Making changes to this role is strictly prohibited.
The Technician Role has a well defined set of permissions to do specific operations. Users under the Technician role are restricted from performing all the operations listed under the Admin tab. The technician is also restricted from using MDM settings.
The operations that can be performed by users associated with the Technician Role include:
- Can perform Scan operations.
- Has write permission for the following, Inventory, Reports, Profiles and Apps in Mobile Device Management.
The Guest Role retains the Read Only permission to all modules- for viewing, MDM inventory details, reports, profiles and Apps of the mobile devices. A user who is associated to the Guest Role, will have the privilege to view IT asset information. Making changes to this role is strictly prohibited.
The Auditor role is specially crafted for Auditing Purposes. This role will help you grant permission to auditors view the details of software and hardware inventory.
IT Asset Manager:
The IT Asset Manager has complete access to the Asset Management module. IT Asset Manager can view the Inventory details of all the Mobile Devices. All the other features are inaccessible.
Creating a User and Associating a Role
You can associate a User with a Role while creating a New User. To create a user follow the steps mentioned below:
- Login toMobile Device Manager Plus as anAdministrator
- ClickUser Administration
- Specify a Email, User Name, Role and Phone number
- Click Add User, an email will be sent from Zoho Accounts to the user to join the organization.
On accepting the mail, an account will be created for the user and the user will be prompted to enter a password.
Modifying User details
Mobile Device Manager Plus offers the flexibility to modify the role of users, to best suit your changing requirements. You can change the Role of the user as and when required.
Deleting a Users
At times when you find a user's contribution obsolete, you can go ahead and delete the user from the User List. The user so removed will no more exercise Module Permissions.
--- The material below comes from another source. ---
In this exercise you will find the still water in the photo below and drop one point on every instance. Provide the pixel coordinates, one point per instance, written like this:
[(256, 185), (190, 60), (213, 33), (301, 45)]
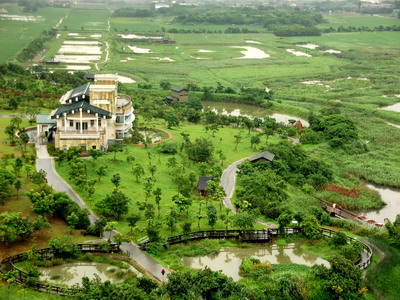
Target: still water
[(250, 111), (228, 260), (73, 272), (391, 197)]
Transfer Administrator Privilege:
If the administratior of Mobile Device Manager Plus wishes to pass over his rights as an administrator, he can do so by assigning the administrator role to another user of the organization. Transfer of the admin privilege is necessary in the following cases:
- The current MDM administrator is changing roles or jobs.
- The organization has purchased only one administrator license.
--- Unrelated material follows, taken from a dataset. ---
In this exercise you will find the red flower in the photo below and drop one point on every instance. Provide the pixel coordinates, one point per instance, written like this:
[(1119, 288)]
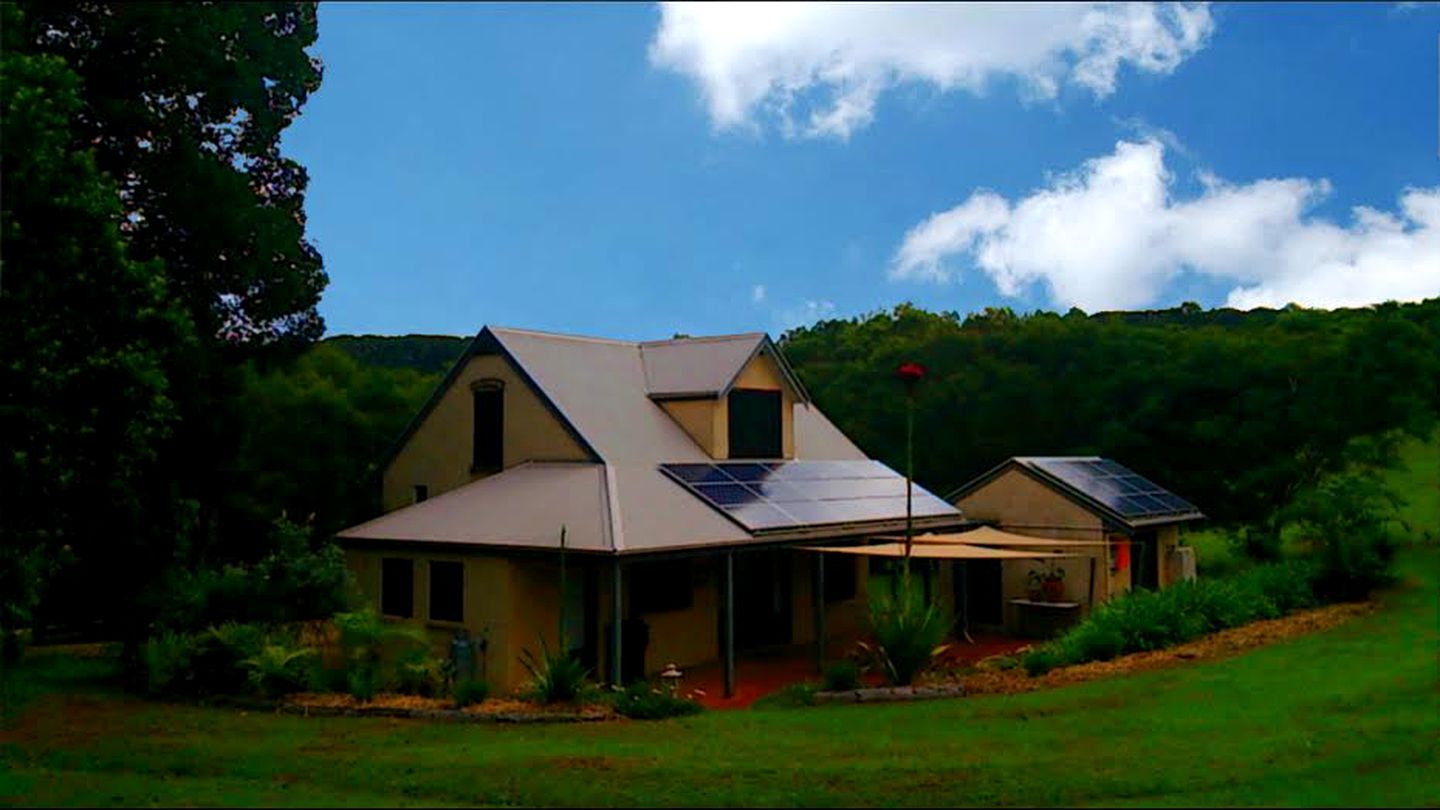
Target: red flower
[(910, 372)]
Follow the steps given below to transfer the administration ownership to another user:
- Navigate to User Administration under the Admin tab.
- Select the user to whom the ownership is to be transferred.
- Under Actions, click on Transfer Ownership.
- Enter the e-mail address of the user who will be given the administrator privilege and click Transfer.
- If the user is already a part of the organization, the ownership will be transferred immediately and the existing administrator's rights will be revoked.
- If the user is not part of the organization, he will receive an e-mail to join the organization. The existing administrator's rights will be revoked once the new administrator has joined the organization.
NOTE:This option is available only for the MDM account administrator.
You can invite users (technicians) from here : Admin ->Global Settings -> User Administration. You can specify the email address, name and role of the user. Users will be sent an email, to join the organization. On accepting the Join Organization invitation sent from Zoho Accounts, users can access MDM.
If you are an existing user of ManageEngine ServiceDesk Plus On-Demand or any such ZOHO services, you will have an active account with Zoho. In such cases, you will not receive an email to join the organization. You will have access to MDM. To know more about Zoho Accounts, refer to the FAQs given here.
Points to be Noted
- Only Administrators will have permission to modify the user details, create or delete a user.
- Only Administrators are allowed to create new roles and to modify or delete roles.